Aid & Development

Raqqa's Iconic Old Bridge Is Being Rebuilt, Easing The Lives Of Locals


Destroyed during the battles between ISIS and the SDF in 2017, the iconic Old Bridge of Raqqa is being rebuilt. The bridge has already been opened to foot traffic, easing the lives of thousands who were forced to rely on expensive and unsafe ferries.

Along the banks of the Euphrates south of Raqqa City, work is in progress to rebuild the Old Bridge, which links the city and the northern countryside of the province to the south, including important cities such as Tabqa. Although work on the bridge has not yet been completed, it has already been opened to foot traffic, significantly easing the lives of the locals who had to rely on ferries to cross the river before.

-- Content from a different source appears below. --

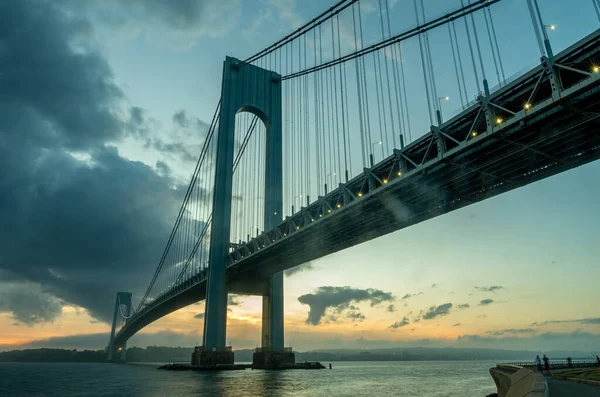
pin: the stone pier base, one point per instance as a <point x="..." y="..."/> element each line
<point x="203" y="358"/>
<point x="265" y="359"/>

Like many parts of Raqqa City, the Old Bridge, which has been one of the mainstays of the city for decades, was destroyed during the battles between the Syrian Democratic Forces (SDF) and ISIS militants in 2017. Following liberation, reconstruction work started in July 2018 after being declared a priority due to its importance linking the two halves of the province.

With the bridge destroyed, many locals have been forced to cross the Euphrates using makeshift ferries. These ferries, however, were not only expensive – charging SYP1000 for each crossing – but also highly dangerous. The ferries are low-quality and have often broken down or sank, costing people their properties and even their lives. Many people afraid of drowning have opted to wait for the bridge to be rebuilt instead. Such fears are especially pertinent in light of the Mosul ferry disaster last week that killed more than 100 people.

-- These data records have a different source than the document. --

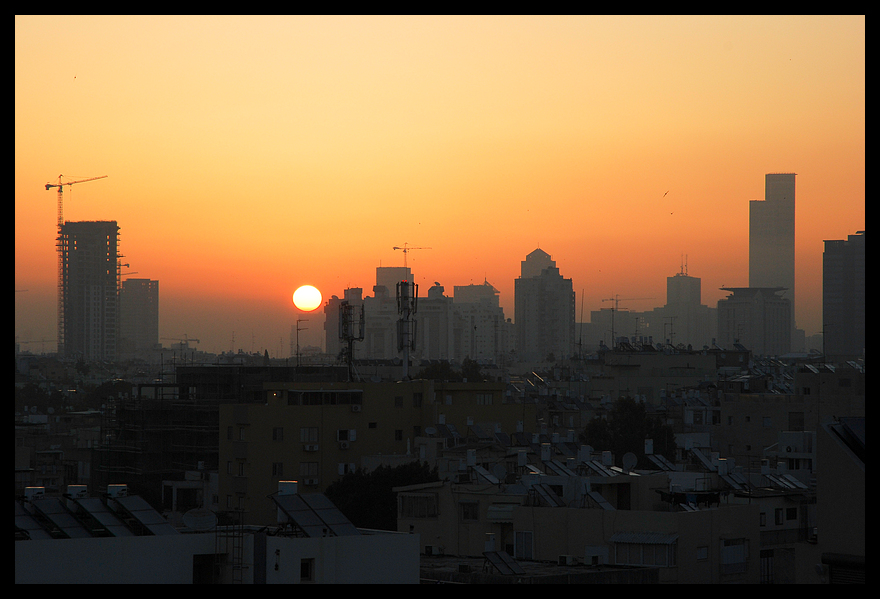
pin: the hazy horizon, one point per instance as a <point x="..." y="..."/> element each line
<point x="247" y="156"/>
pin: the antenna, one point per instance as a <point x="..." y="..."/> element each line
<point x="406" y="250"/>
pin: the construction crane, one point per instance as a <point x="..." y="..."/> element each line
<point x="60" y="245"/>
<point x="406" y="250"/>
<point x="60" y="185"/>
<point x="616" y="299"/>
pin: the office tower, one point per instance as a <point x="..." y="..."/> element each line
<point x="758" y="318"/>
<point x="485" y="331"/>
<point x="544" y="309"/>
<point x="843" y="296"/>
<point x="684" y="320"/>
<point x="138" y="318"/>
<point x="89" y="317"/>
<point x="771" y="237"/>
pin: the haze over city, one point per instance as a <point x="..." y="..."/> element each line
<point x="248" y="156"/>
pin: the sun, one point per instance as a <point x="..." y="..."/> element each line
<point x="307" y="298"/>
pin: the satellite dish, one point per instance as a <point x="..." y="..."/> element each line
<point x="200" y="519"/>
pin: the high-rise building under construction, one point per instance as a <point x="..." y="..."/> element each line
<point x="88" y="319"/>
<point x="771" y="237"/>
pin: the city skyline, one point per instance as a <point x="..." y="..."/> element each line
<point x="247" y="156"/>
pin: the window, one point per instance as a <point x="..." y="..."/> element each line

While work on the bridge is continuing, the opening of the bridge to foot traffic has already been a source of relief for many locals. They now hope that the work can be finished in its entirety, allowing people to use the bridge as they did before the war.

The reconstruction of Raqqa’s Old Bridge is among the recent examples of reconstruction in the city, which has also witnessed the rehabilitation of the Na’im Roundabout from an execution spot into a public spot and memorial.